Federal law requires that dialysis treatment at a dialysis center be overseen by a physician serving as medical director at that center. Consequently, and with consideration of its legal and fiduciary duties to minimize economic damages, Plaintiff sold a non-controlling equity interest in the Centers to another local nephrology medical group in April 2008 at a distressed price and in conjunction therewith entered into a new medical director agreement.
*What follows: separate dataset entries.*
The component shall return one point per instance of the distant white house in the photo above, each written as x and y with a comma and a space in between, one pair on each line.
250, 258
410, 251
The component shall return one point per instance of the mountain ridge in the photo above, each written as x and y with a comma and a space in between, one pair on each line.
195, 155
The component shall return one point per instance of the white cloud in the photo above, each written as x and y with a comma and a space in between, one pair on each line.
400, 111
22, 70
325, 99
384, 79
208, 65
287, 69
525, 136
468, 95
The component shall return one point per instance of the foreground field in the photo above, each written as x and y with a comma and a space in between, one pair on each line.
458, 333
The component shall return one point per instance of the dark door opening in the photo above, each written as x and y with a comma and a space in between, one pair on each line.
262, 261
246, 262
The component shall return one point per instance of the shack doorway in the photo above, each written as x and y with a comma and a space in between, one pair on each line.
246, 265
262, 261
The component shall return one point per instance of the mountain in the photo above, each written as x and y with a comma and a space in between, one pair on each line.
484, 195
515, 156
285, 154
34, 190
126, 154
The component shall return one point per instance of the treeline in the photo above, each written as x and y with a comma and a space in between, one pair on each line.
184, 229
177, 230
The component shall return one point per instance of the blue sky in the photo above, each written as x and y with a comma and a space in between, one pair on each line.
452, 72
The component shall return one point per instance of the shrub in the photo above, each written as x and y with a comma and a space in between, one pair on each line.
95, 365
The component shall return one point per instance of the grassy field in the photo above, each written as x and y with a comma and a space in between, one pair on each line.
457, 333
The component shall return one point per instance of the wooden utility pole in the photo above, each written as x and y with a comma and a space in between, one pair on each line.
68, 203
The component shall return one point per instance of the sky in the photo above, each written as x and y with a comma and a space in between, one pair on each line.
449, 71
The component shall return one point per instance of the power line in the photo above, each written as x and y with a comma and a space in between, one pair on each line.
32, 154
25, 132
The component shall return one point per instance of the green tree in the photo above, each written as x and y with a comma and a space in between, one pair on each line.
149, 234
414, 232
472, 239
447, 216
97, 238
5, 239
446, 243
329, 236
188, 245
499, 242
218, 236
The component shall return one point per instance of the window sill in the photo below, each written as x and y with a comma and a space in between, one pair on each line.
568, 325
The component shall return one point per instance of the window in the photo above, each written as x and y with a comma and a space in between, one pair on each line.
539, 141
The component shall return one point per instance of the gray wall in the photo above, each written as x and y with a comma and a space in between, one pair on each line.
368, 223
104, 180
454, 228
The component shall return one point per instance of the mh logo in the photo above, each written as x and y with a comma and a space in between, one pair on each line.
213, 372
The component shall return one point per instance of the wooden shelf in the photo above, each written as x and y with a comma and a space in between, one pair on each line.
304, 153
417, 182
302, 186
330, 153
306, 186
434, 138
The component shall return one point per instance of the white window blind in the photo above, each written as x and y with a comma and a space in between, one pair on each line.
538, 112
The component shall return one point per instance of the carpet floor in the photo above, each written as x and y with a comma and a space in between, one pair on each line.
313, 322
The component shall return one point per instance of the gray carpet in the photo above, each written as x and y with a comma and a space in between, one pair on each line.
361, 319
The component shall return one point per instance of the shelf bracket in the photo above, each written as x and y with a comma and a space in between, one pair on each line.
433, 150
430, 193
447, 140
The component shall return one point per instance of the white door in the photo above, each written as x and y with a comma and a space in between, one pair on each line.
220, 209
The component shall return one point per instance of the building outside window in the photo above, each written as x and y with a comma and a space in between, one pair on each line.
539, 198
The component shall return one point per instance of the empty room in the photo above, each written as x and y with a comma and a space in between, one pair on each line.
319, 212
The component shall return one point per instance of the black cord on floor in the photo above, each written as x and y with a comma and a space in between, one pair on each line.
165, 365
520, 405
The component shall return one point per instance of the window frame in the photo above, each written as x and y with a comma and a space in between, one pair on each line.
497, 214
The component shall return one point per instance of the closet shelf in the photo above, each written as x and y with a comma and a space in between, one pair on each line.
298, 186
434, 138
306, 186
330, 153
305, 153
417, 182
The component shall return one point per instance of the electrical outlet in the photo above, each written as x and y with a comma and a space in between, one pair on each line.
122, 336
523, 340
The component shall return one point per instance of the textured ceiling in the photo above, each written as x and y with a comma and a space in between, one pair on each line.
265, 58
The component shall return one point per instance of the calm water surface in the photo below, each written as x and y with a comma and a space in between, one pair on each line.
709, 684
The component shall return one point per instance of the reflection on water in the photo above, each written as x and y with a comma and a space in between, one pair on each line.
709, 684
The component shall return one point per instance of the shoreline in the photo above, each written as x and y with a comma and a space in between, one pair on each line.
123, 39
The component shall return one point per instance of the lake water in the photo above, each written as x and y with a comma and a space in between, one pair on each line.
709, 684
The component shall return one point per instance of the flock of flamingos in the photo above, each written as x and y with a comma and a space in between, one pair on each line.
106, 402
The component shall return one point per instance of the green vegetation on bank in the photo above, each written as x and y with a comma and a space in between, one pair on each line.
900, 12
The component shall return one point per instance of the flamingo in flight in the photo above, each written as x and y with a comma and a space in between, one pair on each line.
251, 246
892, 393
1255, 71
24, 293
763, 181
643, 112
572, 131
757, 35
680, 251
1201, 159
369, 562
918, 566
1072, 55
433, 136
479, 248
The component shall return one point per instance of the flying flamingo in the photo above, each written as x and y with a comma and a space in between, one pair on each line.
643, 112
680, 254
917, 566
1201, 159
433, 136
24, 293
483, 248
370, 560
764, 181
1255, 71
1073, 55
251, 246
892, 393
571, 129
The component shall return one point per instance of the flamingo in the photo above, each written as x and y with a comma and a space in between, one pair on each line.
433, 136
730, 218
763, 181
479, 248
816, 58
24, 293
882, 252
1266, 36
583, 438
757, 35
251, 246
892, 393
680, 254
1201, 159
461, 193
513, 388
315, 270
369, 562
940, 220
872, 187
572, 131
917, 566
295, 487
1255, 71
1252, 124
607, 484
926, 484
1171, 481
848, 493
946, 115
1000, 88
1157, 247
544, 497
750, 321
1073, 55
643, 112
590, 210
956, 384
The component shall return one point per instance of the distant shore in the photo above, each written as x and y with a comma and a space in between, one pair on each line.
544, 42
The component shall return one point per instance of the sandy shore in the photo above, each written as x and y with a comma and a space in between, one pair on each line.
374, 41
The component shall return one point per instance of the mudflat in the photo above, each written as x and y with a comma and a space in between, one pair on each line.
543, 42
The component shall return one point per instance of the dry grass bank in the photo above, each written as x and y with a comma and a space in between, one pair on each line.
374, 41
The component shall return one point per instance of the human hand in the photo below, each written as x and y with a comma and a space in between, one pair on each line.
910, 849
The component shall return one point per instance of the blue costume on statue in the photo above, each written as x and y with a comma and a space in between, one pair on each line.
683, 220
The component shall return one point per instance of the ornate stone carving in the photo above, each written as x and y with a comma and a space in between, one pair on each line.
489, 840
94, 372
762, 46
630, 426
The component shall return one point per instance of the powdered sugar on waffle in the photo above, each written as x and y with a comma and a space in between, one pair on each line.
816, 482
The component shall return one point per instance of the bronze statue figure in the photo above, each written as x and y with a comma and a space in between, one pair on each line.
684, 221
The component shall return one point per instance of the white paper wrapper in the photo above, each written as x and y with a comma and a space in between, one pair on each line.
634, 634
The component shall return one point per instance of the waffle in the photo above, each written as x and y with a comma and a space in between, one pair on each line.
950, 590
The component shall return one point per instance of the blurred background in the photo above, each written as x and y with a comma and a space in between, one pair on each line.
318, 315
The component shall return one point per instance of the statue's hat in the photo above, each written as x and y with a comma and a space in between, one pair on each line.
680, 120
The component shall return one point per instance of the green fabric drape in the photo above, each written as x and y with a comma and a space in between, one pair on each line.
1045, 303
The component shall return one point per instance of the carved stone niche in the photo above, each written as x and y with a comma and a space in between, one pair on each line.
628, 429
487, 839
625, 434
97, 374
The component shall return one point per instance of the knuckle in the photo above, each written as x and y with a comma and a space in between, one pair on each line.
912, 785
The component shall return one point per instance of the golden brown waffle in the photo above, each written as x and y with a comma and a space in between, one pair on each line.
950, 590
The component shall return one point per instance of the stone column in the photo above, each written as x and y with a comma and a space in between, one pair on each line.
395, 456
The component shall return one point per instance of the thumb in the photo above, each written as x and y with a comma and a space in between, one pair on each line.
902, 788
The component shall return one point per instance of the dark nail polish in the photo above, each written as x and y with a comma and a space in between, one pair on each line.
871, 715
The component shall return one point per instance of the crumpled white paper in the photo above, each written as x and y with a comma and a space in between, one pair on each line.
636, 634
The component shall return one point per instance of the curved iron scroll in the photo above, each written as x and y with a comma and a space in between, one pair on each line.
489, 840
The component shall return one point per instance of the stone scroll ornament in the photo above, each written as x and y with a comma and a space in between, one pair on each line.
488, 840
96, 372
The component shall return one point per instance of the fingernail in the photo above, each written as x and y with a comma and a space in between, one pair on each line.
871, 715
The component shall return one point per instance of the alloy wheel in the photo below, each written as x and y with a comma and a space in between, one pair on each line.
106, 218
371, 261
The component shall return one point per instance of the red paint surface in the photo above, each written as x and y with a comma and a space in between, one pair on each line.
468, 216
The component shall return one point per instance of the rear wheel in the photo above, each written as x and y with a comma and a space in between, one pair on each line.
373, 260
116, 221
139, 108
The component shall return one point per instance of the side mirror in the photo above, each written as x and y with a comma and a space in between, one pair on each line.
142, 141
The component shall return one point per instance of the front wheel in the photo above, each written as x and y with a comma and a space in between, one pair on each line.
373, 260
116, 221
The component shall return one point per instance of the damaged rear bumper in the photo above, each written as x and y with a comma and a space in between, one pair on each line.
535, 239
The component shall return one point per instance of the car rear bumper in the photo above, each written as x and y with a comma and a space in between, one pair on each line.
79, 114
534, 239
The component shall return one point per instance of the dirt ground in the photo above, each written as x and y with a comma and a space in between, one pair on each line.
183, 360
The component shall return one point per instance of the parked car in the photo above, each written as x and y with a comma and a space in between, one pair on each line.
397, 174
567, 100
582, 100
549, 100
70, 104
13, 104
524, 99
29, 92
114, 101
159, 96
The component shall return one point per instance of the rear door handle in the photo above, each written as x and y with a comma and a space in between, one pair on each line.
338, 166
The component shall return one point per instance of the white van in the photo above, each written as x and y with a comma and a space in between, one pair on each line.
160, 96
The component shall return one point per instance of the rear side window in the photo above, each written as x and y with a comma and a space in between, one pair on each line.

Marc Margulis of Mammoth Advisors, Inc. was retained by Plaintiff as the testifying expert on damages. In conjunction with Plaintiff’s counsel, Mr. Margulis determined that economic damages in this matter were most appropriately measured, not by reference to future lost profits but, by the consolidated value of TRC’s Centers immediately prior to, and without giving effect to, the alleged wrongful actions of the Defendants, net of i) the price actually received by Plaintiff in its subsequent sale of the partial interest in the Centers to another nephrology medical group under adverse marketing conditions, which, more specifically, included the lack of adequate and customary time necessary to expose the property in the marketplace to obtain the highest possible price and ii) the profits that would have hypothetically been retained by Plaintiff, absent the partial Total Renal Care, Inc. v. Western Nephrology, American Renal Associates, Inc., et al. interest sale, between the point in time at which the distressed sale actually occurred and the date on which an orderly sale would have likely occurred. Mr. Margulis’ “but for” value of the Centers considered the impact of hypothetical, but reasonably foreseeable, competition where none had previously existed in the Centers’ service areas following the non-breaching termination of the MDA with the Western Nephrology Defendants in July 2008. The valuation of the fair market value of the Centers under the presumption of impending, natural competition by Western Nephrology, ARA or another provider yielded a value materially lower than one based solely on past performance and the renewal of the MDA with the Western Defendants. Furthermore, Mr. Margulis found no market factor or general economic factor to explain the claimed economic damages other than the Defendants’ alleged wrongful acts, the lack of adequate time due to the alleged wrongful acts to expose the Centers in the marketplace for sale and identify and contract with replacement medical directors, and the impending competition by the Defendants.

This case was settled subsequent to the submission of expert reports and depositions but prior to trial.